Having spark and hearing the injectors pulsing, I don’t think the sensor in the distributor is bad or that the ECM is bad but the car still will not start. The car cranks over easily just wont start.
Can you help me figure out this problem as this car is my wife’s daily driver?
Thank you
Herman


Answer
Hi Herman,
I would suspect mixture as the problem. Two possibilities: the MAP sensor could be inaccurate but not so bad as to set a code. You might want to probe between the dark green/red and black/light blue wires to see the reading with the ignition "on" and then when you are cranking it over. Another possibility if the vehicle was first delivered to California is that the egr valve is sticking slightly ajar. Thst is located in the crossover exhaust pipe. Check the movement of the stem by inserting the tip of a screwdriver in the slot of the valve stem and seeing if spring-action closes it firmly. If not, spray the stem with WD-40 and move it back and forth. This is not applicable to 49-state vehicles. The last thing to try is the throttle body. Clean its throat, both side of the throttle plate, and the by-pass passageway.

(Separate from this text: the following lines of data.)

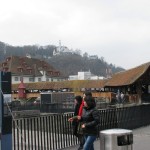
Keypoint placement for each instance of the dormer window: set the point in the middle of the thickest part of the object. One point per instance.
(4, 64)
(20, 69)
(29, 69)
(8, 59)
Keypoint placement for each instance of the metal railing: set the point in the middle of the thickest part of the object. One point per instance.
(53, 131)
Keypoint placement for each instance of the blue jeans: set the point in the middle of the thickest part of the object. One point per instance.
(89, 142)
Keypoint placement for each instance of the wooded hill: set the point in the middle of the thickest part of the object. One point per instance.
(67, 63)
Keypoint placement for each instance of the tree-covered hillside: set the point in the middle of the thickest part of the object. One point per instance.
(67, 63)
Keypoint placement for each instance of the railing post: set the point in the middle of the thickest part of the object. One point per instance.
(5, 111)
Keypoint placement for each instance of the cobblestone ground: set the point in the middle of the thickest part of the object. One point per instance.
(141, 140)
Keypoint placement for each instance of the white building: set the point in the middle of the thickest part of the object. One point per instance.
(30, 70)
(85, 76)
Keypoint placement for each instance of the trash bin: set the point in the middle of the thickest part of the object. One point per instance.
(116, 139)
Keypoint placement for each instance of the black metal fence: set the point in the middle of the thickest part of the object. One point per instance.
(53, 131)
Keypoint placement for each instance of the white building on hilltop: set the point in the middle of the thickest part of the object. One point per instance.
(85, 76)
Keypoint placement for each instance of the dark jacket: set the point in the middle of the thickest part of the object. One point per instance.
(91, 119)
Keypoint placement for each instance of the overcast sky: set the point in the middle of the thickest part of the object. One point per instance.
(118, 30)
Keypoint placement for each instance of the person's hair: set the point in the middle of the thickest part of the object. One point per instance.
(87, 93)
(79, 99)
(90, 101)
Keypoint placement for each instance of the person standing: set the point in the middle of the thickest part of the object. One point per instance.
(75, 123)
(90, 120)
(77, 128)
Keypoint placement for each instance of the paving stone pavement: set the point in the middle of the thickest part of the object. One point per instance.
(141, 140)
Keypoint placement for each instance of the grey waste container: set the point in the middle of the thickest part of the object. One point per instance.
(116, 139)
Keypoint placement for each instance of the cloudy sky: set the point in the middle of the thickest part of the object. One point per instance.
(118, 30)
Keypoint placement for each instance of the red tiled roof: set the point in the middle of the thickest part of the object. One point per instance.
(28, 66)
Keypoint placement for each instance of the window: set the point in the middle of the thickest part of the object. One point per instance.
(16, 78)
(31, 79)
(39, 79)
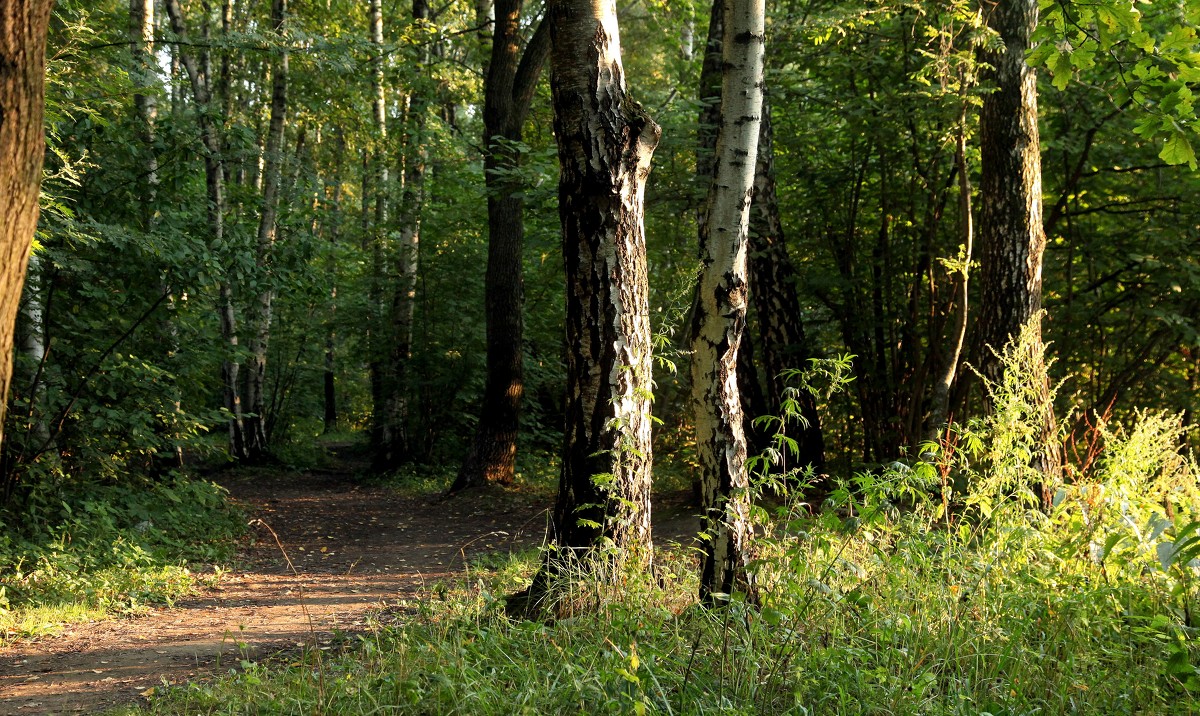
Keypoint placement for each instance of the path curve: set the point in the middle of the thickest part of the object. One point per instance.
(354, 551)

If you haven't tried the ignition key fault code readout do that: "On-off-on-off-on and leave on" doing that in 5 seconds or less elapsed time. Then count the flashes of the check engine light before each pause. Then repeat to be sure of an accurate count. Group the counts in pairs in the order of appearance to form the two digit fault codes. Then write back with the results or go to www.allpar.com/fix/codes.html for a code list.
Thanks for the very complete set of tests/observations. You are very deliberate, clear, thorough.